The Group is the executive body of Mercosur, and is coordinated by the Ministries of Foreign Affairs of the member states. Its basic duties are to cause compliance with the Asuncion Treaty and to take resolutions required for implementation of the decisions made by the council. Furthermore, it can initiate practical measures for trade opening, coordination of macroeconomic policies, and negotiation of agreements with nonmember states and international agencies, participating when need be in resolution of controversies under Mercosur. It has the authority to organize, coordinate and supervise Work Subgroups and to call special meetings to deal with issues of interest. Composition: The Common Market Group shall be made up of four permanent members and four alternates from each member state, representing the following public agencies: (i) the Ministry of Foreign Affairs; (ii) the Ministry of Economy, or the equivalent (from industry, foreign affairs and/or economic coordination); and (iii) the Central Bank. The members of the Common Market Group appointed by a given member state will constitute the National Section of the Common Market Group for that particular nation. Meetings: The Common Market Group will meet ordinarily at least once every quarter in the member states, in rotating alphabetical order. Special meetings may be freely called at any time, at any previously scheduled place. The meetings will be coordinated by the Head of the Delegation of the host member state. Decision Making: Common Market Group decisions shall be made by consensus, with the representation of all member states. The official Mercosur languages will be Portuguese and Spanish, and the official version of all work papers will be prepared in the language of the country hosting the meeting.

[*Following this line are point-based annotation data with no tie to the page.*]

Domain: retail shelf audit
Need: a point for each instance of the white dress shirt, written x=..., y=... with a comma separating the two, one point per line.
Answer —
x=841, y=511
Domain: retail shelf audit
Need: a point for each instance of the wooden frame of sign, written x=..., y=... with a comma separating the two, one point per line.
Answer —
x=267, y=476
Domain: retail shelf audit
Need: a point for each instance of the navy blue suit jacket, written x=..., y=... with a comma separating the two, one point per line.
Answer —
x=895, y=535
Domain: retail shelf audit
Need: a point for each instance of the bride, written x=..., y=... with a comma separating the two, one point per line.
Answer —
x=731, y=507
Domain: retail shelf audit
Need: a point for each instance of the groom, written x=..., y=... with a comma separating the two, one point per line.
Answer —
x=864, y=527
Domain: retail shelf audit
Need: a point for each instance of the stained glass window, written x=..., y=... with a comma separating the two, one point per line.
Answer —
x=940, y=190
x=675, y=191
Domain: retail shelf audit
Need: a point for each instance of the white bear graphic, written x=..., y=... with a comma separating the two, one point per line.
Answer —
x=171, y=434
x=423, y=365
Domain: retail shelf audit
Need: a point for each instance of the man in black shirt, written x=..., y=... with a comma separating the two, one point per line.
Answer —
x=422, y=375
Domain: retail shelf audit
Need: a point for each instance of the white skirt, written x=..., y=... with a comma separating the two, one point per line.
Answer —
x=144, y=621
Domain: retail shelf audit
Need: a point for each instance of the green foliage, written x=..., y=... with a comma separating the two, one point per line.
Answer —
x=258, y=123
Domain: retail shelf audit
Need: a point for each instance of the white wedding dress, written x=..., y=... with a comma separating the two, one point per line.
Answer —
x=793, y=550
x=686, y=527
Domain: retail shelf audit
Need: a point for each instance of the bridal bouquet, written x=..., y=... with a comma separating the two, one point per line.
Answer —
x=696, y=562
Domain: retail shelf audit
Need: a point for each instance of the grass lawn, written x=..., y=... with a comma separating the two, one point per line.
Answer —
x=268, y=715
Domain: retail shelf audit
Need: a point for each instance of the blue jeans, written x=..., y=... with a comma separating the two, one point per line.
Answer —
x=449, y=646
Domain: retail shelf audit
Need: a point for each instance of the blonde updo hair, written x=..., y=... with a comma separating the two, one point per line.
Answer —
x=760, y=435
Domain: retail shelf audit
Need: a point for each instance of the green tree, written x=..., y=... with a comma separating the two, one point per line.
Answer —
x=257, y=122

=== Administrative and socioeconomic ===
The Administrative Office will keep documents and issue the Mercosur official bulletin in both Portuguese and Spanish, and will also be charged with communicating the activities of the Common Market Group so as to allow for the maximum disclosure of decisions and the relevant documentation. The Socioeconomic Advisory Forum is consultative by nature, and represents the various socioeconomic sectors of the member nations.

=== Work subgroups ===
Directly subordinated to the Common Market Group, the Work Subgroups draw up the minutes of the decisions to submit for the consideration of the council, and conduct studies on specific Mercosur concerns. The work subgroups are the following: commercial matters; customs matters; technical standards; tax and monetary policies relating to trade; land transport; sea transport; industrial and technology policies; agricultural policy; energy policy; coordination of macroeconomic policies; and labor, employment and social security matters. The meetings of the Work subgroups will be held quarterly, alternating in every member state, in alphabetical order, or at the Common Market Group Administrative Office. Activities will be carried out by the Work Subgroups in two stages: preparatory and conclusive. In the preparatory stage, the members of the Work Subgroups may request the participation of representatives from the private sector of each member state. The decision-making stage is reserved exclusively for official representatives of the member states. The delegations of representatives from the private sector in the preparatory stage of the Work Subgroup activities will have a maximum of three representatives for each member state directly involved in any of the stages of the production, distribution or consumption process for the products that fall within the scope of the subgroup's activities.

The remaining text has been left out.